By: By George Hesselberg, The Wisconsin State Journal, Superior Telegram
Eventually, many correspondents to SOS get around to this statement: "I am not crazy."
For Bill Pederson, of Mauston, it only took two emails before he wrote it, and he followed it with another familiar phrase: "These folks are crooks."
Pederson had discovered two things: Being retired gives him more time for reading. And if that reading is of his credit card bill, he is being swindled on a fairly regular basis.
SOS has not saved him a nickel, yet.

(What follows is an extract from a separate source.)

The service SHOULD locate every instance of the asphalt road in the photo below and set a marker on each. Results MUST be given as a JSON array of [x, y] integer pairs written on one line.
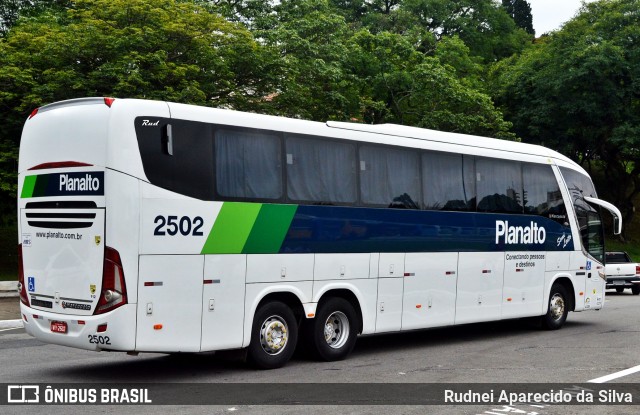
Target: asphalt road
[[590, 345]]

But Pederson turns out to be a model consumer, at least after he started reading his MasterCard bill in November and found a $19.60 charge for "Satellite Assurance" of Pompano Beach, Fla. He had no idea what it was for.
He went back several bills and found that he and his wife, Lorna, were being charged $19.60 every three months since 2008 for "protection."

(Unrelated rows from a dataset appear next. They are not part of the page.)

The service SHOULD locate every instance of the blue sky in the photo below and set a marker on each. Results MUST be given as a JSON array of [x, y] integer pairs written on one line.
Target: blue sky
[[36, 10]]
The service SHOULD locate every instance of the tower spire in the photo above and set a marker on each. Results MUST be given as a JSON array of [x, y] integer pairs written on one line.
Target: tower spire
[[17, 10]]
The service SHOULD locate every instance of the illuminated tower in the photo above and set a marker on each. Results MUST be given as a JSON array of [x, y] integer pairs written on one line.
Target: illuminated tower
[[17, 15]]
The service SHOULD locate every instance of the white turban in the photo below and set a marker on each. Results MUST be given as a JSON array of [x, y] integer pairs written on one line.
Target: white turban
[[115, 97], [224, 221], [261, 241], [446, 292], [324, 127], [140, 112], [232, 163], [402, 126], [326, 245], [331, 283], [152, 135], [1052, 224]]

He did everything right after that: called the credit card company, called the DISH satellite company, found the company on the Internet that charged that amount for service, called them, no answer, called DISH again, explained the service, asked if he needed it, was told absolutely not.
He called the credit card company (Bank of America), told them he would not pay that charge, they said they could not stop it but would investigate.

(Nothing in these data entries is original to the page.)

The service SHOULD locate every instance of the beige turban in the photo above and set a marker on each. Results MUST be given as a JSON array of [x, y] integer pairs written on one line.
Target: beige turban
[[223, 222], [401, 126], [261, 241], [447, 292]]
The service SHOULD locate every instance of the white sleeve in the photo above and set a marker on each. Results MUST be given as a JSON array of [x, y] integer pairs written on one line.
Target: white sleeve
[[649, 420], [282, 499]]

It was when the credit card company said canceling the card would not make any difference that Pederson asked SOS to step in.
SOS traced Satellite Assurance to the Satellite Assurance Club of Florida and New York, a "product protection program" which does nothing of the sort, with a website that is a model of double-speak. Its help number was answered by a person who claimed to be in Israel, identified himself as "Raphael Fernandez," working for a company that sells vitamins for pets. (SOS tried, and couldn't make that up.)
Pederson does not recall signing up for Satellite Assurance, and suspects the swindle was initiated when he started his DISH service.
"I'm retired now and have more time to read through the billing statement," he said. "I found another one, called Reservation Rewards, that was costing me $10 a month."
Aha. Reservation Rewards was part of a large consumer lawsuit settlement a couple of years ago involving a company called WebLoyalty, which was accused of signing people up for dubious Internet shopping and travel protection (useless insurance), paid for through monthly credit card charges. The victims unwittingly signed up when they used such sites as Priceline and Fandango. Consumer Reports WebWatch investigated and found the authorization was concealed in a pop-up that required the consumer to "confirm" an email address.
SOS alerted Pederson to the Reservation Rewards settlement, and he is going to ask for his $480 back from them. He also got Bank of America to credit him $39.20 on his February bill for two past payments to Satellite Assurance.
Also in his February bill, along with the credits, came a new charge of $19.60. The Internet, it turns out, is handy for keeping a retiree busy.